In questi giorni mi capita di viaggiare spesso in auto e quindi mi faccio compagnia con la radio, in attesa che un giorno esca la versione “audiobook” di SiciliaInformazioni…

L’impressione che ho, quando sento le notizie dei radiogiornali è che ci sia una volontà ben precisa di bombardare l’ascoltatore per indurre le conseguenze della cosiddetta “information overload”, ossia il sovraccarico da informazioni.

Esistono decine di libri su questo argomento e sui subdoli effetti sull’uomo. Tutti sintetizzano il concetto che noi esseri umani, dato che abbiamo una quantità limitata di risorse cognitive, limitiamo inconsapevolmente la capacità di prendere decisioni razionali. Meno risorse cognitive possiamo dedicare a prendere una decisione, minore diventa la nostra capacità di prendere una decisione razionale.

Qual’è dunque l’obiettivo di chi ci bombarda di informazioni, spesso inutili?
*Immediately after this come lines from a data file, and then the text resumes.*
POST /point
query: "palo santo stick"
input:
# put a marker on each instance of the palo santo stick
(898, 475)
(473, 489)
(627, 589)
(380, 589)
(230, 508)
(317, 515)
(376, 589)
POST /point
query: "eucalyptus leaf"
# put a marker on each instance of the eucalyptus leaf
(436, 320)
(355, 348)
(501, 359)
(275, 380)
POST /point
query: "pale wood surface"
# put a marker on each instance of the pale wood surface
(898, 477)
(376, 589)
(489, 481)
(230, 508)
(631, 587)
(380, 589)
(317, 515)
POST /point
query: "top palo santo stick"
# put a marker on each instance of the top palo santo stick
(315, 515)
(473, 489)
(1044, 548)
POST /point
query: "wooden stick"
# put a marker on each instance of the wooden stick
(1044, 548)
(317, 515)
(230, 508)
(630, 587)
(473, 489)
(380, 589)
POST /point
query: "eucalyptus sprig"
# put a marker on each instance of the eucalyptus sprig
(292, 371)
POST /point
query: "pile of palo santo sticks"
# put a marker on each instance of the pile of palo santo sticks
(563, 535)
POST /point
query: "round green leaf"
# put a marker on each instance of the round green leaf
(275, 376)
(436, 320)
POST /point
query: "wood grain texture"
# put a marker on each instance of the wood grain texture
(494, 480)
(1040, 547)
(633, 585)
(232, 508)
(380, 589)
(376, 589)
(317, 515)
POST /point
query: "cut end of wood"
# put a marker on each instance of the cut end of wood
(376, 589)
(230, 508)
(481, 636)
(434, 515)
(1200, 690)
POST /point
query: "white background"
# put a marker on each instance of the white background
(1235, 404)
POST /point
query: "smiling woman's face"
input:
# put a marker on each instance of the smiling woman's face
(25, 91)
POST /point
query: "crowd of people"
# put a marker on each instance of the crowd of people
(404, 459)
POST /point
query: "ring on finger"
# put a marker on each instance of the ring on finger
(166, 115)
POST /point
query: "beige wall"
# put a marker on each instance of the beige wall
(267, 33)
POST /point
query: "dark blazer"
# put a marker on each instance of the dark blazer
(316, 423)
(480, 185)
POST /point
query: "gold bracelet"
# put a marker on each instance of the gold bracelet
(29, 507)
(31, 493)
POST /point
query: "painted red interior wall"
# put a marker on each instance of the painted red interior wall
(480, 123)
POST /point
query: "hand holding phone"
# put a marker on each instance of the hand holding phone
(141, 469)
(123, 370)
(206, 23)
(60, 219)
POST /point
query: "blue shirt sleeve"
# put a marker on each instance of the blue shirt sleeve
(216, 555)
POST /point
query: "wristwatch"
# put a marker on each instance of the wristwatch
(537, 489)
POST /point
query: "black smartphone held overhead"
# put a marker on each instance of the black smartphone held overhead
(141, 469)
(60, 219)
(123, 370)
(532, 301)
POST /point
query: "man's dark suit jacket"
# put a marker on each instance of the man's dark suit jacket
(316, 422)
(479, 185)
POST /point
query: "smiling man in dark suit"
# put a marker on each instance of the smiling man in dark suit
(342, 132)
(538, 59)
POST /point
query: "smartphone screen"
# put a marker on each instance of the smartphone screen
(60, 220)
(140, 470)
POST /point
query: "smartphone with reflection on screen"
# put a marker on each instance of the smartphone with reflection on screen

Senz’altro quello di automatizzare i nostri comportamenti, per indurre azioni non meditate, non valutate accuratamente, che scattano semplicemente perché sono “le prime che ci sono venute in mente” oppure perché sono “quelle che abbiamo fatto tante volte in passato” oppure “perché quelli attorno a noi si comportano cosi'” e tante altre possibilità che hanno in comune una cosa: la mancanza di un vero processo decisionale consapevole.

Insomma, si ha la tendenza a rimanere “legati” ad un’idea che ci siamo fatti sulla base di informazioni preliminari, anche quando evidenze successive contraddicono quell’idea iniziale.

In questo modo le informazioni che riceviamo all’inizio del “bombardamento” sono quelle che poi perdureranno nella nostra mente come “valide” e tenderemo a memorizzare le nuove informazioni che confermano la nostra
convinzione. Le informazioni che la contraddicono, per quanto numerose o autorevoli, diventeranno più difficili da considerare.